The LPS of Brucella spp. has several features that contribute to its near invisibility to the innate immune system. Brucella spp. can avoid the detection by TLR4 via modification of the lipid A moiety of its LPS. While most bacterial pathogens such as Enterobacteriaceae have a lipid A moiety containing short fatty acid residues (C12–C16), Brucella lipid A contains a much longer one (C28), resulting in its greatly reduced TLR4 agonist and endotoxic properties (38). TLR4 agonist activity is further reduced by glycosylation of the LPS core, which reduces its affinity for the TLR4 co-receptor MD-2 (39). Another LPS component, the O-antigen moiety, is recognized by complement (40). Therefore, an additional anti-inflammatory feature of Brucella LPS is its resistance to deposition of complement component C3 (41, 42), avoiding the generation of the anaphylatoxins C3a and C5a, which synergize with TLRs in the induction of proinflammatory cytokines (43, 44).

Recently, an additional role for B. abortus LPS in evasion of innate immunity has been described, namely inhibition of neutrophil function. Once B. abortus has been phagocytosed by neutrophils, release of LPS within the pathogen vacuole appears to trigger a novel form of non-inflammatory cell death, thereby preventing killing of the engulfed bacteria (45). It is not yet known whether B. abortus LPS can be recognized by caspase-11 (or its human orthologs caspase-4 and caspase-5), the lack of pyroptotic cell death observed during infection of macrophages suggests that either LPS is not released to the cytosol where it can be accessed by these sensor caspases, or that it does not activate them in the same manner as described for other bacterial pathogens (46).

While Brucella spp. are non-motile, their genomes encode the structural components of an unconventional flagellum of unknown function, which is sheathed by LPS (47, 48). Interestingly, Brucella flagellin is able to avoid TLR5 detection, as it lacks a domain that is essential for its recognition by this receptor (49). However, recent work has demonstrated that the cytosolic receptor NLCR4 is able to detect Brucella flagellin, and is important for the pathogen control in the mouse model of infection (50).

In addition to TLR4, TLR2 and TLR9 have also been implicated in sensing Brucella infection (2, 51, 52). Therefore, as another strategy to avoid immune recognition, the Brucella genome encodes a protein that contains Toll-interleukin-1 receptor (TIR) domain, named Btp1/BtpA in B. abortus and TcpB in B. melitensis (53, 54). Btp1/TcpB acts by degrading the MyD88 adaptor-like (MAL), which is required for both TLR2 and TLR4 signaling, but not for TLR9 (53, 55).

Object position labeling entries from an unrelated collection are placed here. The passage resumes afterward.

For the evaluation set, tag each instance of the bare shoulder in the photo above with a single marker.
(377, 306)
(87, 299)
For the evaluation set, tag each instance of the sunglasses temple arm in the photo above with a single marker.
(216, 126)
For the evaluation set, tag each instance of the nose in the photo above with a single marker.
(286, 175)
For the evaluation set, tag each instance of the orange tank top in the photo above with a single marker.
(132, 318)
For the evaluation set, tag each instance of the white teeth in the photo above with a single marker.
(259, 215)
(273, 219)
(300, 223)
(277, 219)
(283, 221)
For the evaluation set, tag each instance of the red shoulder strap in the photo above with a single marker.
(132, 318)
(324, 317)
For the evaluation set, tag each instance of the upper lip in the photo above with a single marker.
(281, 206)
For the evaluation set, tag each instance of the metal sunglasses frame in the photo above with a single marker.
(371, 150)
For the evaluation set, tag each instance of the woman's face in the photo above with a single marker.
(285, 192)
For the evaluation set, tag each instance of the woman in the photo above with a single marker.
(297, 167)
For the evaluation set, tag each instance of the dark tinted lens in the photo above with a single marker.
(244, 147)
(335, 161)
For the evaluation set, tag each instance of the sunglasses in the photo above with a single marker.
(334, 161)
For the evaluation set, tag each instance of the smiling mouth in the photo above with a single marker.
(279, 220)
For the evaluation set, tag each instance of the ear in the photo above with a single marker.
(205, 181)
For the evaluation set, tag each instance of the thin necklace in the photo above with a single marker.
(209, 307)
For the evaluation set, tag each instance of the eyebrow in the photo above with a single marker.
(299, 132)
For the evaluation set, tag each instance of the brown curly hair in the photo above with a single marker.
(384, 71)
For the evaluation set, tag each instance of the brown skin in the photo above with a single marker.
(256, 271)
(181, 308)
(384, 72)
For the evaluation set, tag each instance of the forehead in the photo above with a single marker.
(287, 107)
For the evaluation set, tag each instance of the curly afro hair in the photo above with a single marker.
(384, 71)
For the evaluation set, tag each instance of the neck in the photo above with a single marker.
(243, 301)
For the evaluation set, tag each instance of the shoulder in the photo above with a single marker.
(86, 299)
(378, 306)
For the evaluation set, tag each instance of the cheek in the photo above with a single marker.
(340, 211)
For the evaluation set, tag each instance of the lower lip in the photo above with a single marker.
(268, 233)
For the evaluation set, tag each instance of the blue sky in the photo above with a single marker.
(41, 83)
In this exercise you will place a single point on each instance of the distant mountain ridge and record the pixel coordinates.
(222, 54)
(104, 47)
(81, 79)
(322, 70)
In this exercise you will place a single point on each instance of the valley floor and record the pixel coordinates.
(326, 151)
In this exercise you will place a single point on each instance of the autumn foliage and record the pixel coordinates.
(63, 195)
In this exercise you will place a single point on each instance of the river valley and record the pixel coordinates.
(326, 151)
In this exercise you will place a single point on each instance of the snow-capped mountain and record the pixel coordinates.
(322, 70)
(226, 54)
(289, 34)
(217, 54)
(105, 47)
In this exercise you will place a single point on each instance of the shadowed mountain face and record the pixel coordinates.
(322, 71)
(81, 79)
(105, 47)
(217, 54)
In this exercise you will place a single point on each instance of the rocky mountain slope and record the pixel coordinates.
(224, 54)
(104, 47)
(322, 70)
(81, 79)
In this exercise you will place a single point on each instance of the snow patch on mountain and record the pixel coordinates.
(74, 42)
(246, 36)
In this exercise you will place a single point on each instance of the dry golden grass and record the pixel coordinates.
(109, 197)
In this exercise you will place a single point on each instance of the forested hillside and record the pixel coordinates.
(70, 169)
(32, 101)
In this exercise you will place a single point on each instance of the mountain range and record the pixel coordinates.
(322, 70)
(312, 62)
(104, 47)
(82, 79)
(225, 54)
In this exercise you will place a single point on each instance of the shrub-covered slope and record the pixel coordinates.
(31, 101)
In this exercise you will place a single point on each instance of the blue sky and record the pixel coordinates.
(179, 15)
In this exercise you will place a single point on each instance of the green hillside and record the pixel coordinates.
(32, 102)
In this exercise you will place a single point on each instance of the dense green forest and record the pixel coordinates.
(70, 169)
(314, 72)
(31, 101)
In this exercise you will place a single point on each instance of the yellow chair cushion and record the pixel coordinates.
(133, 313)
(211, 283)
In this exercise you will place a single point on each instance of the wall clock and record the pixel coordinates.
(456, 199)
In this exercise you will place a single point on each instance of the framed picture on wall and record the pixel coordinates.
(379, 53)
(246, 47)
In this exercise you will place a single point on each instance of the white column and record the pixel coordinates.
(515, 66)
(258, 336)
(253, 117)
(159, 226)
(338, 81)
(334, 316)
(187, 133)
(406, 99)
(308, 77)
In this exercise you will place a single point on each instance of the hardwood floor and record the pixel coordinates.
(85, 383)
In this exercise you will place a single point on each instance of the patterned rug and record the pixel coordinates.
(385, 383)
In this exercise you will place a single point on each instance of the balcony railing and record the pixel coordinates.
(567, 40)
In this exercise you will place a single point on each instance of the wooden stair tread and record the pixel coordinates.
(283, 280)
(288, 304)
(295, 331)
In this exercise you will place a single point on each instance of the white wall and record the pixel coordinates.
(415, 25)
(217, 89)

In consequence, Btp1/TcpB is able to inhibit dendritic cell maturation and production of pro-inflammatory cytokines, contributing to long-term Brucella persistence. Recently, a second Brucella TIR-containing effector protein has been described, named BtpB (56). BtpB is also believed to interfere with TLR signaling in a MyD88-dependent manner, although its role in modulating Brucella-induced inflammatory responses and bacterial persistence remains to be determined.

The viaB locus: the “cloaking device” of S. Typhi

Differently from Brucella, it has been demonstrated that the lipid A moiety of purified S. typhi LPS is a potent TLR4 agonist (57), that S. typhi flagellin is recognized by TLR5 (58), and the O-antigen of purified S. typhi LPS activates complement (59). Therefore, in order to persist, S. typhi has evolved different strategies to avoid recognition by PRRs.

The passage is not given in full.